From what I have read, it seems this should work. Not so?
Am I missing an initialize command to enable this?
If peer access does not work for you due to system issues (CanAccessPeer will indicate), you should be able to do an ordinary device-to-device transfer.
cudaMemcpyPeer can be used when peer access is not enabled. (It also should not be dependent on UVA, AFAIK). In this case, a fallback copy scheme should be used under the hood, involving staging the copy through a temporary buffer in system memory. I have just tested this in a linux environment with multiple GPUs where P2P is not enabled (and not possible).
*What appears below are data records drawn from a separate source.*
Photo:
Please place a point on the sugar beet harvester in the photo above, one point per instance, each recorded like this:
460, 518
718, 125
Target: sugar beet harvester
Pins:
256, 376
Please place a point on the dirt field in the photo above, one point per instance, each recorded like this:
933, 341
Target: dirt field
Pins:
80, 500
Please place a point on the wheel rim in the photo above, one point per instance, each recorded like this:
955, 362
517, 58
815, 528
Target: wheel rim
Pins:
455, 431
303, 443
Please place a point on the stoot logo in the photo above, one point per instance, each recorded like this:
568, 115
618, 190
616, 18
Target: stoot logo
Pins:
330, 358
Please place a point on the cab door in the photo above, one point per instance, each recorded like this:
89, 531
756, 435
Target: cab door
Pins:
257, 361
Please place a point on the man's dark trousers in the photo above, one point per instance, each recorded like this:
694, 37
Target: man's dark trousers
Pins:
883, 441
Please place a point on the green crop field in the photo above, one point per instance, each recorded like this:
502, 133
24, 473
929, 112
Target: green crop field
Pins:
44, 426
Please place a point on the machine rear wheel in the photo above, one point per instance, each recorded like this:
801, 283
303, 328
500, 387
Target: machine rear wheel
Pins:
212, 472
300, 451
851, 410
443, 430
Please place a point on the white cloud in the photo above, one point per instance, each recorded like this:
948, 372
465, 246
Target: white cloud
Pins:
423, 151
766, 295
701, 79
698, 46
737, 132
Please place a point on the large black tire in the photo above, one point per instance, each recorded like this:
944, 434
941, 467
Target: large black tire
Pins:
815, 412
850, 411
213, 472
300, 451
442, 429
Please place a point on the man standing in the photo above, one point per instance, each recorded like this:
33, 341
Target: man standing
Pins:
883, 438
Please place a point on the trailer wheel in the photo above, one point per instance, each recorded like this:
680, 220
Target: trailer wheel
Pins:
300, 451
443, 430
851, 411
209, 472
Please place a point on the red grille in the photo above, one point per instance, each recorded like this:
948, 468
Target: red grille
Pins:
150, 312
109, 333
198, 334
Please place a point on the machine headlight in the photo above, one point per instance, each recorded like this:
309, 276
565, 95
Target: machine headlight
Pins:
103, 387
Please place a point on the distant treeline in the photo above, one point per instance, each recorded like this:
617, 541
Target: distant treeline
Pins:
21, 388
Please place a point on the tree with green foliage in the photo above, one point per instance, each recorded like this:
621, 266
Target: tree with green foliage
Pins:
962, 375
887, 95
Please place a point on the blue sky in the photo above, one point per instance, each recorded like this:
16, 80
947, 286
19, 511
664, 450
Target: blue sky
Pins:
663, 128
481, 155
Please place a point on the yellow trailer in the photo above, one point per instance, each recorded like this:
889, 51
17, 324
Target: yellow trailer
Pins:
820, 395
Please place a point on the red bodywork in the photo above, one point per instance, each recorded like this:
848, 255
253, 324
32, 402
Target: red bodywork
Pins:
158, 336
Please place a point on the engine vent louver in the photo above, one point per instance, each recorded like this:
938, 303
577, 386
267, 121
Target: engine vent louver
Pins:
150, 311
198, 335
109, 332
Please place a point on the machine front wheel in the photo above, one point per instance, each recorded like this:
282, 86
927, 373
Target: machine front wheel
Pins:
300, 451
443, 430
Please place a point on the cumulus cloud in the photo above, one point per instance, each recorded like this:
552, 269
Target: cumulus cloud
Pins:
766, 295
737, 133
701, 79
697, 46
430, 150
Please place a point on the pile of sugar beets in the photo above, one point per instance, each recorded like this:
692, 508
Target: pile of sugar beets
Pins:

However at the moment I’m unable to run the same test on a windows system with multiple GPUs, (as my office/lab environment is undergoing construction right now).
In the mex function, it seems Matlab prevents access to gpu 1 memory when gpu 0 is the default, cause the cudaMemcpy fails to copy from gpu 1 to the host, even though cudaSetDevice(1) succeeds.
I admit that I don’t quite understand your exact scenario or what you are trying to accomplish, but generally one of the things operating systems enforce is that each process only accesses the memory it owns, but not the memory of another process. Threads within a process can share the memory owned by that process.
GPUDirect v2.0/Peer-to-Peer in its ordinary usage requires pointers from the same process. Pointers created in a given process have no relevance in another process. All processes use a virtual address space. The virtual address space of one process is not in any way synchronized with the virtual address space of another process.